Para esto se vuelve urgente avanzar en al menos dos frentes prioritarios: la definición de una estrategia de recuperación de los monumentos públicos alterados que amplíe la mirada para entender el fenómeno -sumando actores y metodologías innovadoras para restituir la legitimidad de los que están llamados a ser símbolos de la vida en sociedad-, y la revisión del obsoleto marco conceptual e institucional vigente en el país en la materia desde hace más de medio siglo.
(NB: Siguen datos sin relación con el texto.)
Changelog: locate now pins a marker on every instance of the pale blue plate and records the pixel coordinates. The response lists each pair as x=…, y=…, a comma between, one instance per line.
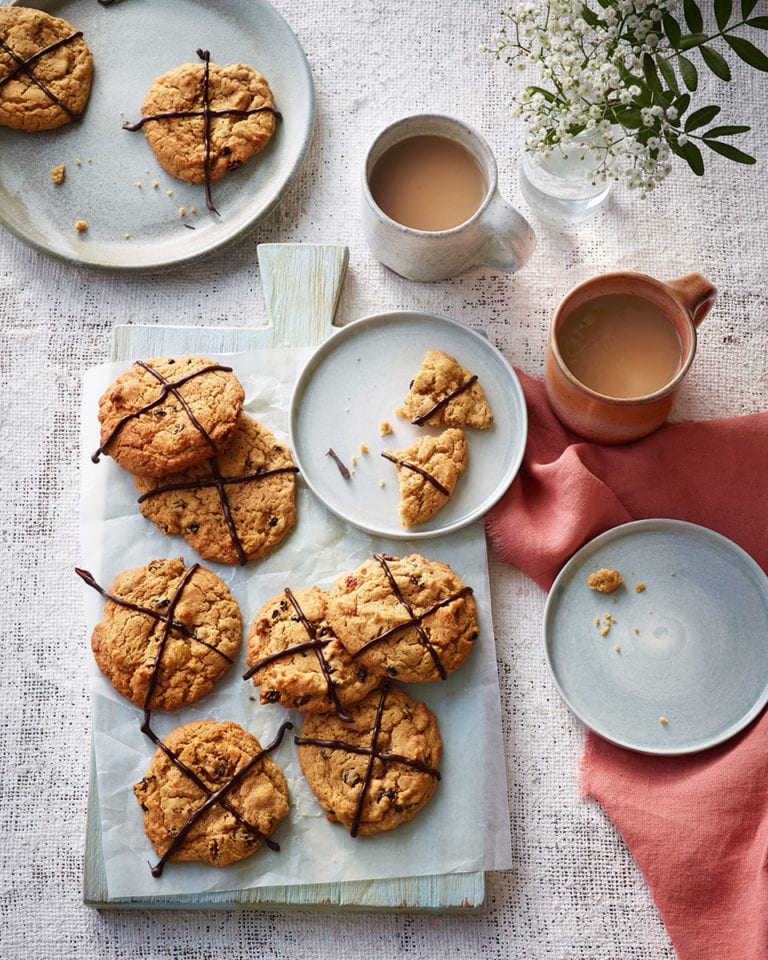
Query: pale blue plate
x=132, y=227
x=357, y=379
x=693, y=645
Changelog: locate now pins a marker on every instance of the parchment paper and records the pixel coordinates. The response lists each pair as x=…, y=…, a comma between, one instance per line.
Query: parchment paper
x=465, y=827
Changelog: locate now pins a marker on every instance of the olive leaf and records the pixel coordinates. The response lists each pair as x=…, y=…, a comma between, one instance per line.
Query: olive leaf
x=716, y=62
x=690, y=153
x=723, y=11
x=688, y=72
x=701, y=117
x=729, y=151
x=693, y=16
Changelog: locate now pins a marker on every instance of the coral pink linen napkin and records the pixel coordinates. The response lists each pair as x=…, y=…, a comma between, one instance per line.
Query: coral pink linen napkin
x=697, y=825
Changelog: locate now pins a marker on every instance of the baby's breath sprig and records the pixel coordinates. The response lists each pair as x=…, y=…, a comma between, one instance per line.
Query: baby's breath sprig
x=618, y=79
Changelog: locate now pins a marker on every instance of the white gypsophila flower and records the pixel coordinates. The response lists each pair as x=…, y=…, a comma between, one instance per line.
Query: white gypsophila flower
x=593, y=68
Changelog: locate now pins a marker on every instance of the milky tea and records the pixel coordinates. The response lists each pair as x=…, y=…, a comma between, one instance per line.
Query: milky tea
x=428, y=182
x=620, y=346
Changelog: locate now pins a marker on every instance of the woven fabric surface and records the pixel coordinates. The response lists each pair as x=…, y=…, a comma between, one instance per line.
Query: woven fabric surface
x=574, y=892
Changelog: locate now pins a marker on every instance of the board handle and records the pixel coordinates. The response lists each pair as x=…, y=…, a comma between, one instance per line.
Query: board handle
x=302, y=283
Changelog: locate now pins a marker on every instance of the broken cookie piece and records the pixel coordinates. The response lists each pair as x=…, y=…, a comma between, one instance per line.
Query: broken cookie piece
x=444, y=394
x=428, y=471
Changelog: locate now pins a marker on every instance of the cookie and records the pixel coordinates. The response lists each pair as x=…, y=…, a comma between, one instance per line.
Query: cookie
x=444, y=394
x=234, y=507
x=202, y=120
x=297, y=661
x=605, y=580
x=46, y=70
x=428, y=471
x=217, y=798
x=408, y=618
x=167, y=634
x=167, y=414
x=377, y=770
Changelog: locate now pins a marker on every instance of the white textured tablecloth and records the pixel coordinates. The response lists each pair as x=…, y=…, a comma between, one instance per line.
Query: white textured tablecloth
x=574, y=891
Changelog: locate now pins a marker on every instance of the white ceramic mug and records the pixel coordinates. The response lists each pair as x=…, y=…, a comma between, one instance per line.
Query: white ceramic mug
x=496, y=235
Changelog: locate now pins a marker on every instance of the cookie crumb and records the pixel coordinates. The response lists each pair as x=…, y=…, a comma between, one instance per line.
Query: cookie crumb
x=605, y=580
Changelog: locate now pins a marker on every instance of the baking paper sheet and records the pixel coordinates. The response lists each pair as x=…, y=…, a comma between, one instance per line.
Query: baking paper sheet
x=464, y=828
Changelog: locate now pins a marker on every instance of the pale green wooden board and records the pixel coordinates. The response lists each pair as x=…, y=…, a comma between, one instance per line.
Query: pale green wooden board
x=302, y=283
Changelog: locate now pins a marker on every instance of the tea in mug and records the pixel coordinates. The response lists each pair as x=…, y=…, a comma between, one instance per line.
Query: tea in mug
x=620, y=346
x=428, y=182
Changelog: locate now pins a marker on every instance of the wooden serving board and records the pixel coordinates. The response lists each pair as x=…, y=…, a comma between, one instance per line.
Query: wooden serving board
x=302, y=283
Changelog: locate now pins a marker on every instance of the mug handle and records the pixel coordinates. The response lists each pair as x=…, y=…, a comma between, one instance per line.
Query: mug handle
x=509, y=238
x=696, y=293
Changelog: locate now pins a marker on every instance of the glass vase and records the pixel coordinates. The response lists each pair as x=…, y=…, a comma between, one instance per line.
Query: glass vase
x=562, y=188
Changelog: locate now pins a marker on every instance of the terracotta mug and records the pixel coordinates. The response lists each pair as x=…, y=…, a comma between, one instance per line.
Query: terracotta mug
x=622, y=419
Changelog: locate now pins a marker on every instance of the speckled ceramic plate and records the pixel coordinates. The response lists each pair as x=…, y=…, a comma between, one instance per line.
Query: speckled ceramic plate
x=140, y=227
x=357, y=379
x=684, y=663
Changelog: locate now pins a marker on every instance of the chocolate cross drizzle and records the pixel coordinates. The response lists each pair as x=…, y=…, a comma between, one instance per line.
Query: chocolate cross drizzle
x=219, y=481
x=167, y=387
x=207, y=115
x=417, y=469
x=314, y=643
x=373, y=753
x=25, y=67
x=414, y=620
x=424, y=417
x=169, y=622
x=212, y=797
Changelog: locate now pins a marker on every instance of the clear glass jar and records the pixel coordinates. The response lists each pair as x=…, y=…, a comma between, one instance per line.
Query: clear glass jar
x=562, y=188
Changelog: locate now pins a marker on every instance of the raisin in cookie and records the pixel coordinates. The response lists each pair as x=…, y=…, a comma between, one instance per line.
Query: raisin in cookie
x=169, y=413
x=234, y=507
x=167, y=634
x=428, y=471
x=182, y=820
x=409, y=618
x=202, y=120
x=444, y=394
x=46, y=70
x=297, y=661
x=377, y=770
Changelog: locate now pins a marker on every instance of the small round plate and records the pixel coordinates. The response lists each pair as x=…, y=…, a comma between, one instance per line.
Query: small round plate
x=113, y=181
x=357, y=379
x=684, y=663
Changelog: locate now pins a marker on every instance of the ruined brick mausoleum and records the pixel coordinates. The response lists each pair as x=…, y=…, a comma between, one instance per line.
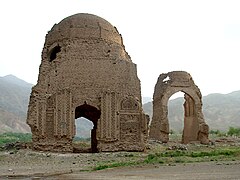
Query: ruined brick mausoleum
x=195, y=128
x=86, y=72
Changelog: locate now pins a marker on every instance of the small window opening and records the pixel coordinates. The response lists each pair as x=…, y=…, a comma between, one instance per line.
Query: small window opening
x=54, y=52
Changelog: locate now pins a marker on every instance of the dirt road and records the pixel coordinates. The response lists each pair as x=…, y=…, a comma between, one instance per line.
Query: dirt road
x=204, y=170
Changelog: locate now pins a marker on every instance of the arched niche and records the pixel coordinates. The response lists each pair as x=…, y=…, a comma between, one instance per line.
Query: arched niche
x=195, y=128
x=93, y=114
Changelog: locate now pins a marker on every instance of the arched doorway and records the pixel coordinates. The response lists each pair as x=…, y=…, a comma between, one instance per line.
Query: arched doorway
x=176, y=116
x=195, y=128
x=93, y=114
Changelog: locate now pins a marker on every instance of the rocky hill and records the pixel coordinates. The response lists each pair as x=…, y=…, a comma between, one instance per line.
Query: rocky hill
x=220, y=110
x=14, y=97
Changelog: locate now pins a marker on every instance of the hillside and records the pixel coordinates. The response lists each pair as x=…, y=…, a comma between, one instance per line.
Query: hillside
x=14, y=97
x=220, y=111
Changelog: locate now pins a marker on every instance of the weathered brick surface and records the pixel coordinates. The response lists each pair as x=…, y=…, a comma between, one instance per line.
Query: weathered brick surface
x=195, y=128
x=85, y=71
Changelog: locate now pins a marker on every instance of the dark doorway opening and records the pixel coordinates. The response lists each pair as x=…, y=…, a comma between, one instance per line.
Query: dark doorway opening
x=93, y=114
x=176, y=117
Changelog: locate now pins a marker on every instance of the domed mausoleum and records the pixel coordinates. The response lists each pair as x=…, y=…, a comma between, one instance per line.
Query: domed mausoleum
x=86, y=72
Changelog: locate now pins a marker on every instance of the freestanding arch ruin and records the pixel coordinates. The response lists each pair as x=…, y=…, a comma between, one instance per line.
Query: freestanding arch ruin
x=86, y=72
x=195, y=128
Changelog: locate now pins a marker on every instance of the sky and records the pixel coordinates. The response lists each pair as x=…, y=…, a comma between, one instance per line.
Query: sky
x=201, y=37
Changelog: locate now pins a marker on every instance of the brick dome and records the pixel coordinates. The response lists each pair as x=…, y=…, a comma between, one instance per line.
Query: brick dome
x=84, y=25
En cuanto a este segundo punto, el debate de una nueva ley de patrimonio cultural que hoy se realiza en el parlamento abre una oportunidad histórica para visibilizar e integrar la voz de las comunidades, establecer un foco renovado en la educación, hacer propias las justas demandas de regiones y actualizar el marco de protección y salvaguardia a la gran diversidad de manifestaciones y territorios presentes en el país.

Construir el patrimonio del futuro es una tarea que cada generación está llamada a hacer propia de manera activa. Hacerlo respetando lo que la historia nos ha legado, a la vez que acogiendo nuevas miradas capaces de enriquecer ese acervo, es acaso hoy el mayor desafío que tenemos como sociedad en el campo del patrimonio cultural.

*Por Emilio De la Cerda E., subsecretario del Patrimonio Cultural.